Carol Walton OBE

Personal information
- Born: Carol Bryant 1 February 1947 (age 79)

Sport
- Country: United Kingdom
- Sport: Paralympic athletics Para table tennis Paralympic swimming Wheelchair fencing Wheelchair basketball
- Retired: 1994

Medal record
Paralympic Games
Athletics
| Gold medal – first place | 1964 Tokyo | Women's Slalom open |
| Gold medal – first place | 1964 Tokyo | Women's Wheelchair Dash below T10 |
| Gold medal – first place | 1968 Tel Aviv | Women's 60 m Wheelchair C |
| Gold medal – first place | 1968 Tel Aviv | Women's Slalom C |
| Gold medal – first place | 1972 Heidelberg | Women's 4x40 m Wheelchair Relay open |
| Gold medal – first place | 1972 Heidelberg | Women's 60 m Wheelchair 4 |
| Bronze medal – third place | 1968 Tel Aviv | Women's Pentathlon incomplete (see text) |
| Bronze medal – third place | 1972 Heidelberg | Women's Pentathlon 4 |
| Bronze medal – third place | 1976 Toronto | Women's 60 m 4 |
Table tennis
| Gold medal – first place | 1968 Tel Aviv | Women's Doubles C |
| Gold medal – first place | 1972 Heidelberg | Women's Singles 4 |
| Silver medal – second place | 1968 Tel Aviv | Women's Singles C |
Swimming
| Silver medal – second place | 1968 Tel Aviv | Women's 100 m Breaststroke open |
| Bronze medal – third place | 1976 Toronto | Women's Singles 4–5 |
Fencing
| Gold medal – first place | 1988 Seoul | Women's Epee Individual 4–6 |
| Gold medal – first place | 1972 Heidelberg | Women's Foil Novice Individual |
| Bronze medal – third place | 1976 Toronto | Women's Foil Individual 4–5 |

= Caz Walton =

British Paralympic athlete

Caz Walton OBE (born Carol Bryant; 1 February 1947) is a British retired wheelchair athlete and former Great Britain Paralympic team manager. She was a multi-disciplinary gold medallist who competed in numerous Paralympic Games. Between 1964 and 1976 she won medals in athletics, swimming, table tennis, and fencing. She took a break from the Paralympics, entering the basketball and fencing competitions in 1988. In total Walton won ten gold medals during her Paralympic career, making her one of the most successful British athletes of all time. Walton should also have been awarded gold in the 1968 Tel Aviv Women's Pentathlon incomplete but, due to a miscalculation of her total score which went unnoticed at the time, she was given third place and a bronze medal.

==Sporting career==
Walton enjoyed a lengthy competitive career, winning medals in European, Commonwealth, and World Championships. She competed in a wide range of events, including athletics, table tennis, swimming, fencing, and basketball.

===Paralympics===
Walton began her Paralympic career at the 1964 Summer Paralympics in Tokyo. She took part in two athletics events, the slalom and the wheelchair dash, winning gold in both. At the 1968 Games in Tel Aviv Walton competed in numerous track and field disciplines, the breaststroke and backstroke in swimming, and singles and doubles in table tennis. She won at least a silver medal in all three areas, finishing the Games with six medals three of which were gold.

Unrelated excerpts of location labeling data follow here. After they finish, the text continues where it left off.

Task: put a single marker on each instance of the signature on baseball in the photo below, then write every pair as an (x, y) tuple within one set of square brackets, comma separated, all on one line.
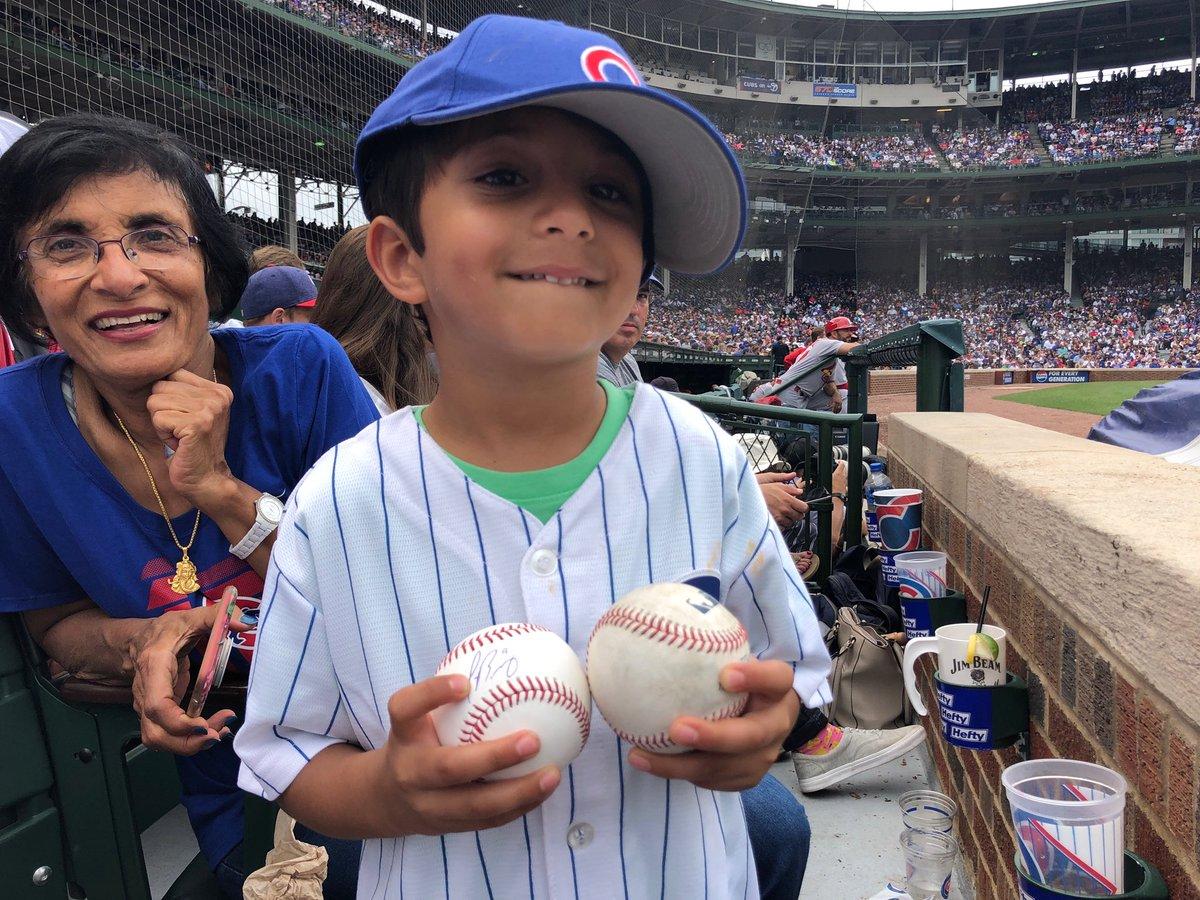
[(490, 664)]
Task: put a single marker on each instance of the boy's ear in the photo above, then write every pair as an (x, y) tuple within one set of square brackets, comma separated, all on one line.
[(395, 262)]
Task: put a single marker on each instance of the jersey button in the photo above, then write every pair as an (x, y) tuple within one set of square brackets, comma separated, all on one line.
[(544, 562), (580, 834)]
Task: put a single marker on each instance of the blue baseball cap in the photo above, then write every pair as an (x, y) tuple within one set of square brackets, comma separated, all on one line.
[(277, 287), (507, 61)]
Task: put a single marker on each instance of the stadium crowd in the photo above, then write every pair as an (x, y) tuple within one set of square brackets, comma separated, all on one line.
[(871, 153), (1113, 137), (988, 148), (375, 27), (1012, 315)]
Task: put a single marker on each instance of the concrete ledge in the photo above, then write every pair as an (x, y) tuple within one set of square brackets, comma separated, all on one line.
[(1109, 535)]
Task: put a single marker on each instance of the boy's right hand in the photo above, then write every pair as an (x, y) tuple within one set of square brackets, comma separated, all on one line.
[(430, 789)]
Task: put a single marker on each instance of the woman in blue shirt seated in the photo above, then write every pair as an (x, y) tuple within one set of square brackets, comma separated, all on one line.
[(142, 469)]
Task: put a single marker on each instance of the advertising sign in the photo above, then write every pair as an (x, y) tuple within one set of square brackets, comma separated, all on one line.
[(760, 85), (832, 89), (1065, 376)]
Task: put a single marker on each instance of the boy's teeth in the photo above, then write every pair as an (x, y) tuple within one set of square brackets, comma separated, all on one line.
[(114, 321), (552, 280)]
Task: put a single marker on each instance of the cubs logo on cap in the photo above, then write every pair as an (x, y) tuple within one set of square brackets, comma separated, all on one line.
[(603, 64), (498, 63)]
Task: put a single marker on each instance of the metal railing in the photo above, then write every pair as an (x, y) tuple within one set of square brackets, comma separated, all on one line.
[(771, 430)]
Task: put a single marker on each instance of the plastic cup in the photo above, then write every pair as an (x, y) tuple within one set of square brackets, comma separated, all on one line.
[(1069, 821), (929, 863), (921, 574), (898, 517), (928, 811)]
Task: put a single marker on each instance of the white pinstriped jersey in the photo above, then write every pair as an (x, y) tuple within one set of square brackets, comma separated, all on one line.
[(388, 556)]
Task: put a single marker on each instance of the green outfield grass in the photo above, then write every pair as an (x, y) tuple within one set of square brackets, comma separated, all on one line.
[(1098, 397)]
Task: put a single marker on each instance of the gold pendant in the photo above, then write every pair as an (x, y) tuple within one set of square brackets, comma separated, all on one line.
[(185, 577)]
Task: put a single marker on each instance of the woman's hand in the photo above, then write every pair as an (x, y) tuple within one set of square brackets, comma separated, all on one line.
[(732, 754), (783, 498), (157, 657), (191, 415)]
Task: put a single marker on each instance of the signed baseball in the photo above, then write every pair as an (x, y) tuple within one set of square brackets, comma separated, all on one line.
[(522, 677), (658, 654)]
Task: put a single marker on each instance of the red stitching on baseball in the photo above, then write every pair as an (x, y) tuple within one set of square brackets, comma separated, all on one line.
[(491, 635), (661, 742), (504, 696), (673, 635)]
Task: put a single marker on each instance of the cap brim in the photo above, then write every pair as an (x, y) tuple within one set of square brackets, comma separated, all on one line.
[(696, 185)]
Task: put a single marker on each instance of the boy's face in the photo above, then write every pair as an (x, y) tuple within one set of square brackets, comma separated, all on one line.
[(533, 241)]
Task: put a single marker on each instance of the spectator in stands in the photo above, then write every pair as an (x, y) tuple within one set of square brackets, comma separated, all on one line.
[(167, 441), (279, 295), (617, 364), (383, 337), (274, 255)]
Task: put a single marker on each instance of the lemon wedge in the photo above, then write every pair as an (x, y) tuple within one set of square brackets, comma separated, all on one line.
[(983, 646)]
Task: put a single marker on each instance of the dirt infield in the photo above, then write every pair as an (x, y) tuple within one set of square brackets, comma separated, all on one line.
[(983, 400)]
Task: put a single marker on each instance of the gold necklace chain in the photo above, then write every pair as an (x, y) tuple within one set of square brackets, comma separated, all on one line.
[(185, 581)]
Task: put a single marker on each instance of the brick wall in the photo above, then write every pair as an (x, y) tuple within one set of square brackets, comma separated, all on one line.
[(1085, 705)]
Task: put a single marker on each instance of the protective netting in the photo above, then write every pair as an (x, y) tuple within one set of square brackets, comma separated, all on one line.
[(273, 93), (897, 172)]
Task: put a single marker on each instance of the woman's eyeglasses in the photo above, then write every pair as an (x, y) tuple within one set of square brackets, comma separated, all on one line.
[(66, 257)]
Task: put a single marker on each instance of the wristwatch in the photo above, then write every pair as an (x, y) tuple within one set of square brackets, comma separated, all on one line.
[(268, 514)]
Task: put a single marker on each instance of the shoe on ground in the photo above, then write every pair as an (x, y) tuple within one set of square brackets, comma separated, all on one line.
[(861, 750)]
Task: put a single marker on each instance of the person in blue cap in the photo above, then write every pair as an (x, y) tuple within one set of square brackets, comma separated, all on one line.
[(521, 184), (279, 295)]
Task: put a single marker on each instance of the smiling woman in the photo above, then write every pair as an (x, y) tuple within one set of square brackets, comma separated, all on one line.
[(153, 478)]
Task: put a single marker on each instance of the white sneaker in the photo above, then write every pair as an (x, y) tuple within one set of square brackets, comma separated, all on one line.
[(861, 749)]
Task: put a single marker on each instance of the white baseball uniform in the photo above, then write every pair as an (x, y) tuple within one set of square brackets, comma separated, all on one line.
[(388, 556)]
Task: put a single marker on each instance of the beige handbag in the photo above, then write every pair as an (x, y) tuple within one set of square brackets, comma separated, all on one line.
[(294, 870), (867, 679)]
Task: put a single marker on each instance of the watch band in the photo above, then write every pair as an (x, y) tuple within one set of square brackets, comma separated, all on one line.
[(257, 533)]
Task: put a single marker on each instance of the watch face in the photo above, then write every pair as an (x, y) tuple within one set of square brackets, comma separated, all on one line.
[(270, 509)]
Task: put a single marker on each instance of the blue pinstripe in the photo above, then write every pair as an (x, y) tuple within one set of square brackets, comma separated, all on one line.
[(295, 677), (703, 838), (391, 565), (683, 480), (349, 580), (483, 553), (334, 717), (621, 755), (646, 498), (433, 544), (754, 599)]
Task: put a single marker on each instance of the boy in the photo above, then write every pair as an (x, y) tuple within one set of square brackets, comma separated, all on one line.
[(522, 183)]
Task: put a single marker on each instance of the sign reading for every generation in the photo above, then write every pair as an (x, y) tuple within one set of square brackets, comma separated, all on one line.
[(1060, 377)]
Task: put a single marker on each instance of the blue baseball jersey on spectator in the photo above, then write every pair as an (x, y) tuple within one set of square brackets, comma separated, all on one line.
[(72, 532)]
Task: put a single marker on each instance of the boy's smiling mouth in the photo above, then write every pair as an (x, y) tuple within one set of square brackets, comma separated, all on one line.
[(567, 277)]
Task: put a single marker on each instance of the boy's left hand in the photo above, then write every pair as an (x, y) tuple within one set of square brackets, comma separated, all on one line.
[(732, 754)]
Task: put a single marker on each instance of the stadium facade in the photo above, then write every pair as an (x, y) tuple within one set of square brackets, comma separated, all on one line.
[(273, 93)]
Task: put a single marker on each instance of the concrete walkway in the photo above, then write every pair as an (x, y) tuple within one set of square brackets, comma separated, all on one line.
[(990, 400), (856, 828)]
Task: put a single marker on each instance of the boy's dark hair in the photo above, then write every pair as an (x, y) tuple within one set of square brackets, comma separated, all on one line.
[(396, 168), (45, 165)]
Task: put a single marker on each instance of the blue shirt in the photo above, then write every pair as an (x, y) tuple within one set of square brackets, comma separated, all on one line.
[(72, 532)]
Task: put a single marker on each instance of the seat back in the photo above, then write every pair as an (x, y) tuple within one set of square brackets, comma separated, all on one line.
[(33, 862)]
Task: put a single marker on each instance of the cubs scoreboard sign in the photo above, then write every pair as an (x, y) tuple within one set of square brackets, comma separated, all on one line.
[(833, 89), (759, 85), (1059, 376)]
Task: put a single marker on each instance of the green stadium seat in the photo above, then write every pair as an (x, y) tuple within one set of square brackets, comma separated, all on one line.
[(78, 789)]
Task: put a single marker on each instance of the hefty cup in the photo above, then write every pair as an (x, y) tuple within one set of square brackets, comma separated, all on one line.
[(921, 574), (1069, 820)]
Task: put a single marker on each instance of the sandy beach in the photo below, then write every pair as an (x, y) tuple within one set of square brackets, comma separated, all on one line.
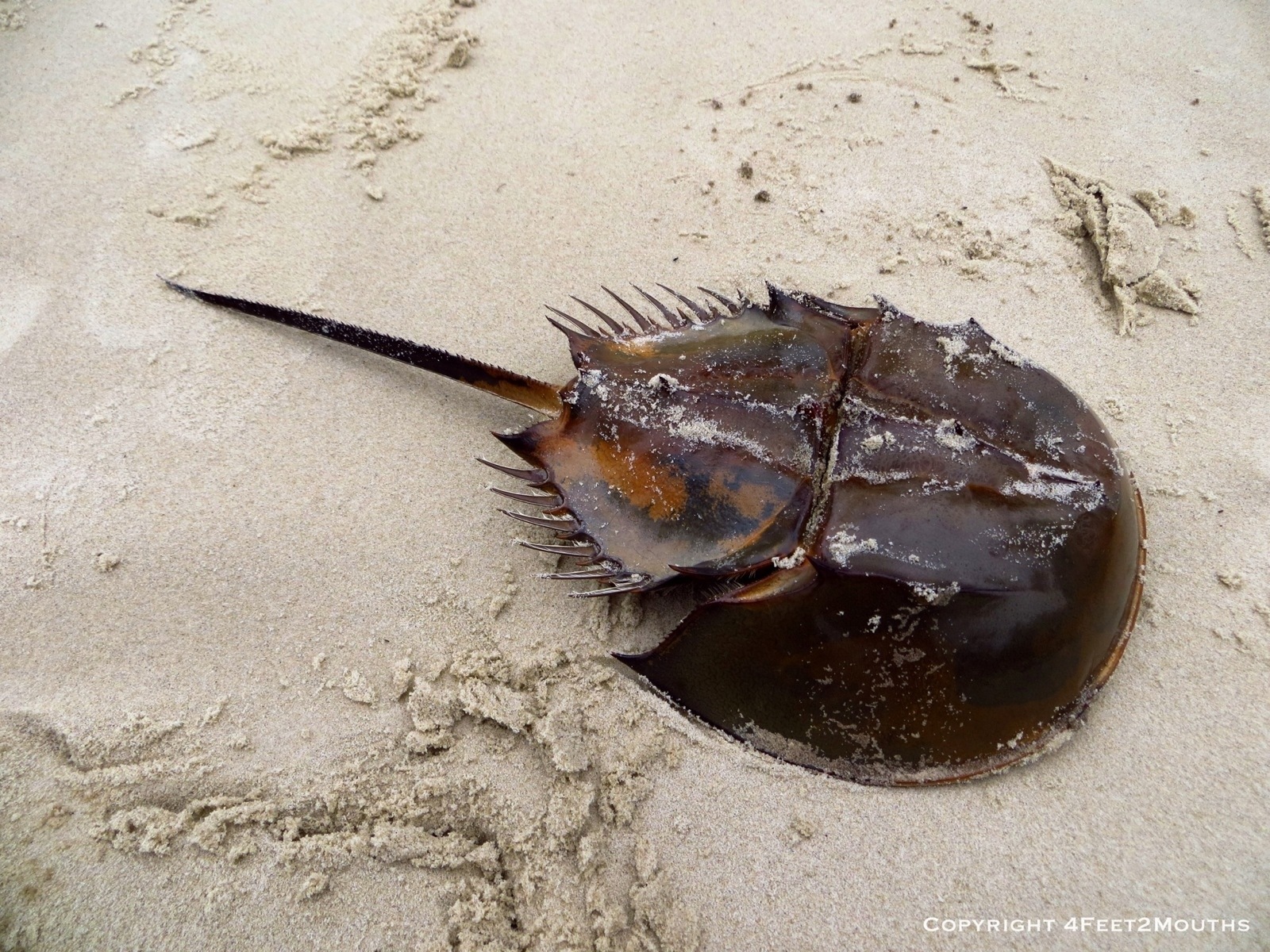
[(275, 672)]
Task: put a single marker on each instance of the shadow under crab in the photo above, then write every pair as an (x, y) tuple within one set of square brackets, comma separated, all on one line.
[(935, 552)]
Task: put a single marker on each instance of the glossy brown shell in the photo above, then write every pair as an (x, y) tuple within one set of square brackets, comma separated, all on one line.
[(940, 547), (933, 552)]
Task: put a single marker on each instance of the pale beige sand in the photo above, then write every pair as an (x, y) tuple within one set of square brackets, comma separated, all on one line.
[(220, 539)]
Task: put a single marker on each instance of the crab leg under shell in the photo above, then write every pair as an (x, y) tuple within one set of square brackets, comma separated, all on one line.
[(935, 552)]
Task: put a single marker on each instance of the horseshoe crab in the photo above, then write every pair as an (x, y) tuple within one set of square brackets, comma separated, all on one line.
[(935, 555)]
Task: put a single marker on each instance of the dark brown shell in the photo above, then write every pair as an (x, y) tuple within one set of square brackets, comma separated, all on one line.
[(941, 547), (933, 552)]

Walton's most successful Paralympics was the 1972 Games in Heidelberg. She won two gold and one bronze medal in the athletics events and gold in the table tennis singles. She entered the fencing event rather than the swimming, winning the novice foil individual event. At the 1976 Games in Toronto Watson entered similar events, winning bronze in athletics, table tennis, and fencing.

For the 1988 Summer Paralympics in Seoul, Walton opted to compete in the wheelchair basketball and fencing events. Great Britain did not progress beyond the preliminaries of the basketball having lost all four matches, but Watson achieved what would be her final medal when she won gold in the épée individual 4–6. This took her total to ten Paralympic gold medals.

Walton retired from international competitions in 1994. She became the manager of Great Britain's Paralympic fencing team in 1996, reprising the role for the Games of 2000 and 2008. For the 2004 Games she was the team administrator for Great Britain.

==Awards and accolades==
In 1970 Walton received the Bill McGowran Trophy for Disabled Sports Personality of the Year from the Sports Journalists' Association. She was appointed an Officer of the Order of the British Empire (OBE) in the 2010 Birthday Honours for her services to disability sport.